A relatively new branch of medicine is emerging called genomic medicine. This involves whole genome sequencing to help to diagnose diseases. In the next decade or so, this kind of treatment could be routine, with hospitals using a patient’s genetic fingerprint to determine whether their disease has a genetic basis. In the more distant future people may have their genomes sequenced as part of screening procedures or even to determine their health insurance premiums.
In June 2013, the American college of Medical Genetics and Genomics published a set of guidelines stating that if a genome sequence shows a defect in one of 56 genes, the patient should be informed. These guidelines beg the question of whether routine disclosure of genetic disease would always be welcome: for example would parents want to know what their child might die of in later life? Would genomic medicine make parents more worried about their children’s potential diseases?

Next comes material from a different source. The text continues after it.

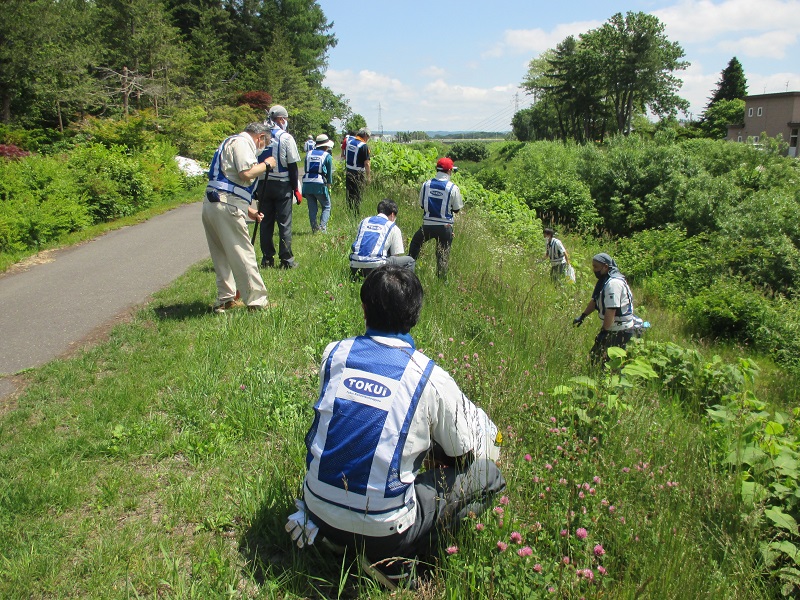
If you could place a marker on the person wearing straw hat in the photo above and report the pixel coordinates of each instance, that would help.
(317, 180)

Currently most people are curious enough to want to know as much as possible on their own genome, but because sequencing looks at genes, what do certain results say about siblings or other members of the family? One person’s decision to have their genome sequenced can have serious effects on the lives of their relatives. This sort of problem has become so significant that specialised ‘genetic counsellors’ can now advise and help families to deal with the consequences of genetic sequencing.

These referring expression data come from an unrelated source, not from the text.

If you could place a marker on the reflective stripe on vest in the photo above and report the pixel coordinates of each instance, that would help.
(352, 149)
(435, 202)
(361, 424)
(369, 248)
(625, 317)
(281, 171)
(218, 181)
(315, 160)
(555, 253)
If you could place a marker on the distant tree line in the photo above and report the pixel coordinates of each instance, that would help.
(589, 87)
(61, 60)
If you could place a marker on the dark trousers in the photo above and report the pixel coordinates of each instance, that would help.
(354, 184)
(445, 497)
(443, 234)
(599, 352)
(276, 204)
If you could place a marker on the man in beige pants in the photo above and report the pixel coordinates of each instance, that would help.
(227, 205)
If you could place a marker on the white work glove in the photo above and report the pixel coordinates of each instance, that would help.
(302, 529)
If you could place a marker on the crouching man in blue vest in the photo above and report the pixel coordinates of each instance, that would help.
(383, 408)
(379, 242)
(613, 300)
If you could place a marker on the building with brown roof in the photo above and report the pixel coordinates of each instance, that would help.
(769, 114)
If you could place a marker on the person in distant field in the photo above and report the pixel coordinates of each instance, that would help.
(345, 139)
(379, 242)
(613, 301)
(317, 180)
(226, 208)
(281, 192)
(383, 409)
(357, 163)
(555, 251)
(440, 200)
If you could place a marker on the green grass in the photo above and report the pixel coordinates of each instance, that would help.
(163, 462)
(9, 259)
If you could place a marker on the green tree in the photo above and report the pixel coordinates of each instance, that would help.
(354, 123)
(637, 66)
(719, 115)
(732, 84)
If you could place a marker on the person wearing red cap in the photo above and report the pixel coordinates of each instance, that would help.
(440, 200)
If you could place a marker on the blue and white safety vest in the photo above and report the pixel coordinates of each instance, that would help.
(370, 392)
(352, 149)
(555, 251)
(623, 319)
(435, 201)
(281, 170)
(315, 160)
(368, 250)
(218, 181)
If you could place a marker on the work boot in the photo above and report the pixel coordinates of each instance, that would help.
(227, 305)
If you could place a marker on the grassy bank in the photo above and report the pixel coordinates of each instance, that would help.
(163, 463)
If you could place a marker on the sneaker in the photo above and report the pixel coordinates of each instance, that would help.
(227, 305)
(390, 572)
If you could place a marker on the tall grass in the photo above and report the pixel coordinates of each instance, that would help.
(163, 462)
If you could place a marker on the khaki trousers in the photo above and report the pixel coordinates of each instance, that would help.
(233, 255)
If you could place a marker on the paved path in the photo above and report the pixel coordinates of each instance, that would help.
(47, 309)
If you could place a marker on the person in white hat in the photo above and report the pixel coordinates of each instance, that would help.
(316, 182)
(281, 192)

The cheaper and less complex method for finding mutations is to sequence the exome, the regions of the genome which code for proteins. Although this is less complex and produces less data than using Sanger sequencing, most people will still have a huge number of mutations and differences compared to the reference human genome. Exome sequencing only measures 1% of the whole genome, yet most people will find they still have tens of thousands if not hundreds of thousands of mutations. Most of these will be harmless because of the redundancies of our metabolic pathways. However, we know that certain mutations will increase your chance of getting Alzheimer’s disease, for example 20% of Europeans have a single mutation on chromosome 19 which approximately doubles the chance of getting Alzheimer’s disease.

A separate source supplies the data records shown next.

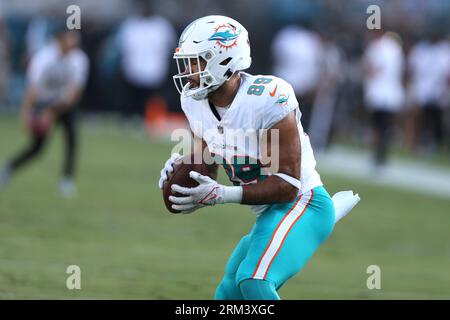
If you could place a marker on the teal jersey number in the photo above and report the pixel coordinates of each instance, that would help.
(258, 89)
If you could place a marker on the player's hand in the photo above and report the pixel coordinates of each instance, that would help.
(207, 193)
(168, 168)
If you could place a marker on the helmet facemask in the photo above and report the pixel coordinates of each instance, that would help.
(207, 81)
(218, 40)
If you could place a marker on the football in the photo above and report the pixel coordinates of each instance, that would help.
(180, 176)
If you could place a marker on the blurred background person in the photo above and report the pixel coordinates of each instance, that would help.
(297, 54)
(146, 43)
(331, 79)
(383, 65)
(429, 85)
(4, 61)
(55, 80)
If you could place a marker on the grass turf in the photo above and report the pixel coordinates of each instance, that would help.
(129, 247)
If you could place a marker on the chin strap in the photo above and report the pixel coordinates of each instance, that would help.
(296, 183)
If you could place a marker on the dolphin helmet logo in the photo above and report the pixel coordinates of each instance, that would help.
(225, 36)
(282, 99)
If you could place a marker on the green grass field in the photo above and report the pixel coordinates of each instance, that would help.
(129, 247)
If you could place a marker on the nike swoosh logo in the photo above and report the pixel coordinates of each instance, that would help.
(274, 90)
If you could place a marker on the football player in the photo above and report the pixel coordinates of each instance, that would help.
(295, 213)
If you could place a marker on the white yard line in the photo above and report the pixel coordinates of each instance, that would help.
(405, 174)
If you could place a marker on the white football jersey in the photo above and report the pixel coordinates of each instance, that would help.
(235, 141)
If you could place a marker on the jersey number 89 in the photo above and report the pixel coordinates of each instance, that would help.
(258, 89)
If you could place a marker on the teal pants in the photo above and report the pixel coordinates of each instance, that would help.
(283, 239)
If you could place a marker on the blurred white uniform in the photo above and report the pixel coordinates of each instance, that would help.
(146, 44)
(51, 74)
(298, 58)
(430, 71)
(383, 86)
(250, 111)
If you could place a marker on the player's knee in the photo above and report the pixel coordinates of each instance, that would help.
(227, 290)
(256, 289)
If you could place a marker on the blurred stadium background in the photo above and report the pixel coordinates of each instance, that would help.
(117, 229)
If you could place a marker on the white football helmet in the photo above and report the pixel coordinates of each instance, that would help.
(222, 42)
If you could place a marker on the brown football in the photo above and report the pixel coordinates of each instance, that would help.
(180, 176)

As this technology continues to develop, we will be able to predict more accurately the chances of getting specific diseases and which drugs will work best to prevent them. Computers will be able to pick out mutations and doctors may be able to use them to explain certain symptoms. Genomics will become more and more important as geneticists develop new methods to find the ‘important’ mutations. Genomic medicine will also significantly change the pharmaceutical industry with a move away from generic medication towards new drugs which target specific problems in a new market of personalised medicine.